Pactos (rotos) de sangre
Jimmy Conlon (Liam Neeson) y Shawn Maguire (Ed Harris) están sentados en una mesa de un elegante bar neoyorquino, frente a frente. El primero en algún momento trabajó como asesino a sueldo y formó parte de la nómina del segundo. Sin embargo, casi por accidente, Jimmy ha asesinado al hijo de Shawn para poder salvar a su propio hijo. Y Jimmy está ahí, en ese bar que es muy diferente a cuando eran jóvenes, ofreciéndole a Shawn su propia vida a cambio de que dejen vivir a su hijo. Pero la agenda de Shawn es muy diferente y por eso le dice lo siguiente: “yo era la única persona que se interesaba por vos, pero eso se terminó hace una hora, cuando mataste a mi hijo. Voy a ir por tu hijo con todo lo que tengo. Y cuando esté hecho -y va a estar hecho-, nos vamos a volver a ver, vos y yo, en este bar. Yo te voy a mirar, y voy a ver los mismos ojos vacíos que vi hoy en mi esposa, los mismos que vos debés estar viendo en mí, por saber que tu hijo ya no está en el mundo. Y cuando eso pase, ahí, quizás, te deje morir”. Esa escena, entre dos personajes duros y profesionales, forjados a través de toda una vida de crimen y códigos donde se combinan la lealtad, la violencia y la concepción de la sangre familiar como marco de referencia -e interpretados por dos actores que saben trabajar con suma efectividad diversas capas de sensibilidad y rudeza-, pinta en buena medida de qué trata Una noche para sobrevivir.
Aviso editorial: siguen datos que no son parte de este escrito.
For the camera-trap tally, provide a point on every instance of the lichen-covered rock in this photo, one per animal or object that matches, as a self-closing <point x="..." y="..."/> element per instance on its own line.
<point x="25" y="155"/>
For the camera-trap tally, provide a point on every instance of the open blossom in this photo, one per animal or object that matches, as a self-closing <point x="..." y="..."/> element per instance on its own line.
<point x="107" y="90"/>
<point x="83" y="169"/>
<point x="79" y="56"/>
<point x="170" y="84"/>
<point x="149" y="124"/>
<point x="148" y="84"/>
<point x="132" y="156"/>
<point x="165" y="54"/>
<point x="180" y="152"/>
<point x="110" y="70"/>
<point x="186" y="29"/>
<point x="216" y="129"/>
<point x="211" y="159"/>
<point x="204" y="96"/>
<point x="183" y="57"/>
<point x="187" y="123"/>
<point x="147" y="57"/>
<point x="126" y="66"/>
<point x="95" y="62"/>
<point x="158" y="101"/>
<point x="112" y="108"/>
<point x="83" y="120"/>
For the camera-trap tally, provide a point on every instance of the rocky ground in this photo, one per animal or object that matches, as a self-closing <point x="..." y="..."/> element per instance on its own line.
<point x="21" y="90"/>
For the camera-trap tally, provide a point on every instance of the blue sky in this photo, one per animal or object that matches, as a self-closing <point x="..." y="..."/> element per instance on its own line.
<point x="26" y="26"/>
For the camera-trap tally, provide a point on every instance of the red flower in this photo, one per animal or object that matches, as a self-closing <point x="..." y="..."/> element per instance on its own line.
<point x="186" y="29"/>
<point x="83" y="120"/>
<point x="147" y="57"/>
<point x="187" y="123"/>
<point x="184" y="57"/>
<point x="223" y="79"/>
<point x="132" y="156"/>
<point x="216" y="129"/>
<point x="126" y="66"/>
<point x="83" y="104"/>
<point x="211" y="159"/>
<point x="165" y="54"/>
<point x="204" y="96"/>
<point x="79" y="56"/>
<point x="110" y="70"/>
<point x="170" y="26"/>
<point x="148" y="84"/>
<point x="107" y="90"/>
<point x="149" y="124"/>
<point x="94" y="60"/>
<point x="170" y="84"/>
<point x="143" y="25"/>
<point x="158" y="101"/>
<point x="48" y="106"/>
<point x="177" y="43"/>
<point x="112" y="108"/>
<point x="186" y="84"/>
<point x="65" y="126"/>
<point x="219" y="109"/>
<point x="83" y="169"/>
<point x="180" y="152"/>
Es que detrás de la trama de persecución sobre un padre y su hijo huyendo tanto de la mafia como de la policía, el film aborda dos tópicos que en determinados pasajes van por carriles paralelos y en otros se entrecruzan: uno es la familia y cómo determinadas decisiones van cortando o poniendo en crisis los vínculos de afecto; el otro es cómo determinados universos como el submundo criminal van construyendo las identidades de sus integrantes hasta que claro, se dan determinados acontecimientos que alteran el orden preestablecido. Y aunque ceda a unos cuantos improductivos chiches visuales, el director Jaume Collet-Serra tiene bien en claro que la historia y los temas de Una noche para sobrevivir ya se han contado y abordado miles de veces pero que hay una esencia sobre la que se puede seguir presentando algo nuevo. Y hacia allí va, problematizando la figura de héroe tan invulnerable como lineal que venía cimentando Liam Neeson en su carrera, especialmente a través de la saga de Búsqueda implacable. Esto no deja de ser raro, porque Collet-Serra había ayudado en buena medida a edificar la imagen heroica de Neeson con Non-stop: sin escalas y Desconocido, pero hay que tener en cuenta que en esas películas también habían instancias donde el protagonista quedaba en un lugar problemático. Y si Caminando entre tumbas ya venía insinuando un paulatino giro en el perfil del actor, con Una noche para sobrevivir parece ya ir marcando otro rumbo, más vinculado al policial que el thriller o la acción, con un protagonista que encima, desde un comienzo, es un verdadero desastre: un padre totalmente ausente, muy en la tradición del cine de Steven Spielberg, pero con ese toque irlandés tan distintivo, con mucho alcohol, problemas para expresarse y un par de chistes lascivos, aunque pronto se le notará que lo único que está buscando es una chance para redimirse de todos sus pecados.
A toda esta confluencia de códigos y normas no escritas de la mafia y la familia, Collet-Serra y el guionista Brad Ingelsby le agregan un trabajo sobre el espacio urbano que recupera la tradición oscura, sucia y hasta maloliente del Nueva York de los policiales de los setenta y ochenta, pero trasladándola a la actualidad, como insinuando que determinados esquemas, perspectivas y situaciones se siguen manteniendo a pesar del paso del tiempo. De esta manera, a través de un espacio donde lo nuevo y lo viejo están en permanente lucha, pero también de las reglas con que se manejan los personajes a ambos lados de la ley y un recorte temporal pequeño pero decisivo, Una noche para sobrevivir es un film sobre los choques generacionales, familiares, afectivos y hasta éticos, en el que la única manera posible de expresarse es a través de la sangre.